Fingerprinting is one of the ingredients of the probabilistic algorithm for identity testing.
Let \(x\neq 0\) be a \(2^n\)-bit number. Let \(M\) be a random prime number in the range \([0,2^{2n}]\). (Note that \(x\) might be exponentially larger than \(M\).) We will show that \(x\not\equiv 0\bmod M\) with high probability.
How can we choose a random prime number in a certain range? The main point is that prime numbers are fairly frequent. In fact, a random \(2n\)-bit number is prime with probability \(\Omega(1/n)\). Hence, if we sample \(\mathrm{poly}(n)\) random numbers, one of them will be a (random) prime number with high probability. (We don’t actually have to check whether the number is prime because we only have one-sided error.)

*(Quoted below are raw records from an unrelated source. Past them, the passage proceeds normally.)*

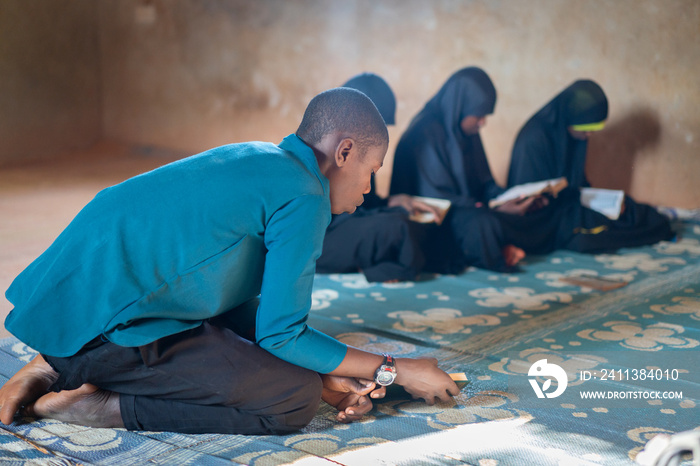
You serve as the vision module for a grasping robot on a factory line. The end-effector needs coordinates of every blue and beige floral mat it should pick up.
[0,223,700,466]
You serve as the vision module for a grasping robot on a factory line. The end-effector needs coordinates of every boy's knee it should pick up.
[274,370,323,434]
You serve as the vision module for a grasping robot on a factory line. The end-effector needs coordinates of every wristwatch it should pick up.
[374,353,396,387]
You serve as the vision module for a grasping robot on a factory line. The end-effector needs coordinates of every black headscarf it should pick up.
[342,73,396,126]
[391,67,502,206]
[508,80,608,187]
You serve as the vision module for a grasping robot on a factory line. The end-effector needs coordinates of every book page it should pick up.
[409,196,452,223]
[581,188,625,220]
[489,177,568,207]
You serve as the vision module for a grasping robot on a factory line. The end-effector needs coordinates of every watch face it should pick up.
[377,371,394,385]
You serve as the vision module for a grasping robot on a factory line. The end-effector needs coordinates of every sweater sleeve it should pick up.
[256,195,347,373]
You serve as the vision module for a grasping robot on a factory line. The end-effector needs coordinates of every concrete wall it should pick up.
[0,0,101,165]
[0,0,700,208]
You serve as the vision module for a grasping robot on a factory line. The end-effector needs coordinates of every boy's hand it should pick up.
[394,358,459,405]
[321,374,386,423]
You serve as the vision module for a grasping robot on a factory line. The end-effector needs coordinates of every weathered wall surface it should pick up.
[0,0,700,207]
[0,0,101,164]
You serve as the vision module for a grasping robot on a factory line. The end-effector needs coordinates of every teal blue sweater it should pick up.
[5,135,347,372]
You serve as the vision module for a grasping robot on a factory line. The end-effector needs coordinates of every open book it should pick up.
[489,177,569,209]
[581,188,625,220]
[409,196,452,223]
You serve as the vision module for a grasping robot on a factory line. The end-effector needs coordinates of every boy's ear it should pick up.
[335,138,355,167]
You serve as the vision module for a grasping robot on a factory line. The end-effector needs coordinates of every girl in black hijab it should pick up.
[391,67,551,272]
[508,80,673,252]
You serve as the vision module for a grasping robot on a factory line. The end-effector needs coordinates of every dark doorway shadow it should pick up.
[586,107,661,192]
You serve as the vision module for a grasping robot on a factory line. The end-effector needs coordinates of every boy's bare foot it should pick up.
[502,244,525,267]
[0,355,58,425]
[26,383,124,428]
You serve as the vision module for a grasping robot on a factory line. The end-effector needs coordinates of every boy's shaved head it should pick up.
[296,87,389,151]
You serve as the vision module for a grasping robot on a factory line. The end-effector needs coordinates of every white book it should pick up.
[409,196,452,223]
[581,188,625,220]
[489,177,568,208]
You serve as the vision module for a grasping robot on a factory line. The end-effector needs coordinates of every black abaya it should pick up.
[508,80,673,252]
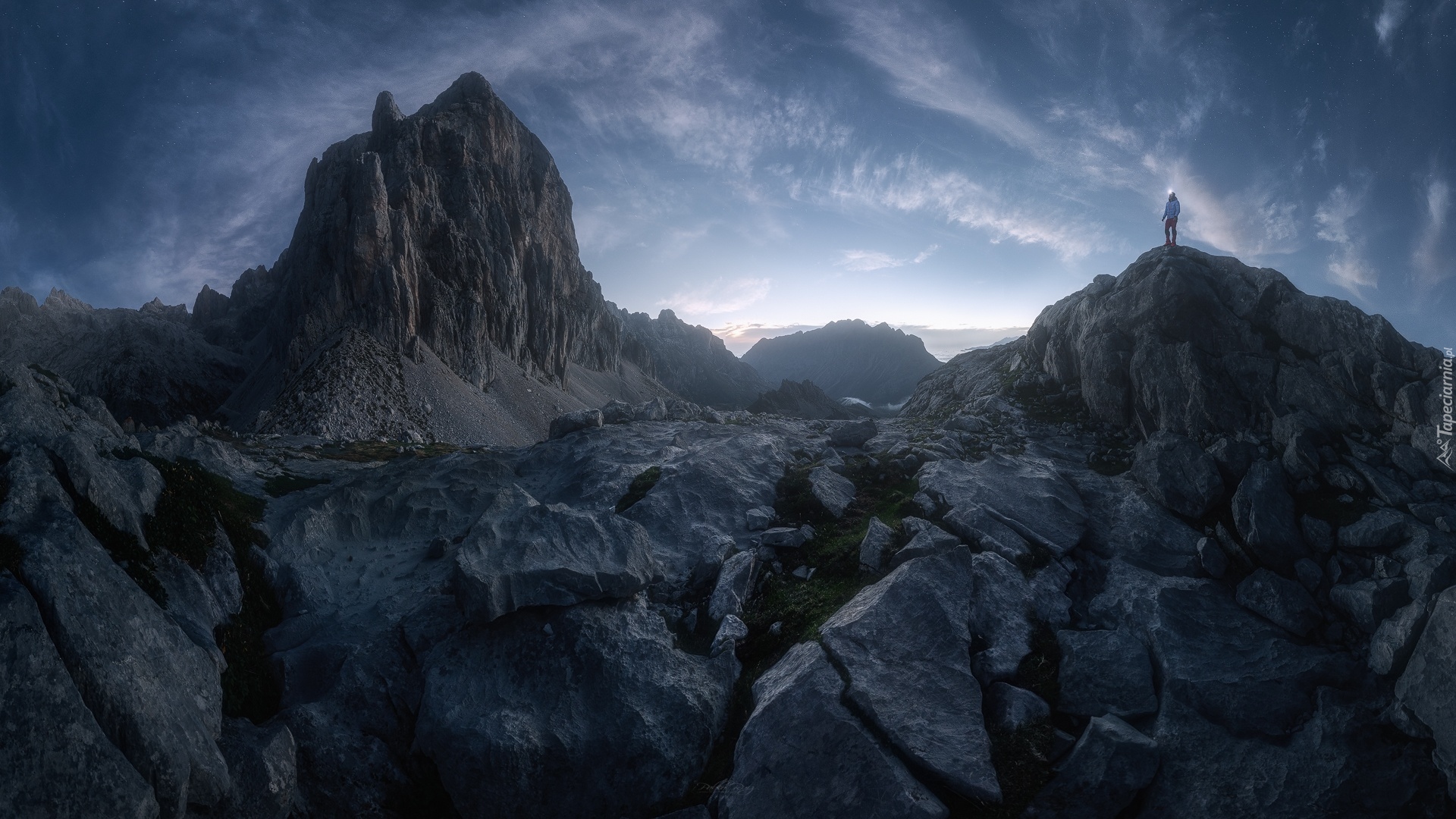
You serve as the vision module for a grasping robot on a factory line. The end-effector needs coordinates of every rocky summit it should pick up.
[742,319,940,406]
[0,76,1456,819]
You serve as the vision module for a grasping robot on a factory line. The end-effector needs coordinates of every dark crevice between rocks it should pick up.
[46,450,168,609]
[0,446,25,577]
[617,466,663,514]
[121,455,282,723]
[680,455,920,808]
[264,472,329,497]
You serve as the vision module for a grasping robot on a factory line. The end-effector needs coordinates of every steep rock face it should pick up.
[742,319,940,405]
[1027,246,1439,438]
[227,73,620,417]
[619,310,769,410]
[0,287,247,425]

Claim: With high probability over the choice of \(M\), we have \(x\not\equiv 0 \bmod M\).
Proof: Let \(p_1,...,p_k\) be the prime factors of \(x\). Since \(x< 2^{2^n}\), we have \(k<2^{n}\) prime factors.
On the other hand, the interval \([0,2^{2n}]\) contains roughly \(2^{2n}/n\gg k\) prime numbers.
If \(x\equiv 0\bmod M\), then \(M\) has to be one of the prime numbers \(p_1,\ldots,p_k\). The probability of this event is about \(k\cdot n/2^{2n}< n/2^n\).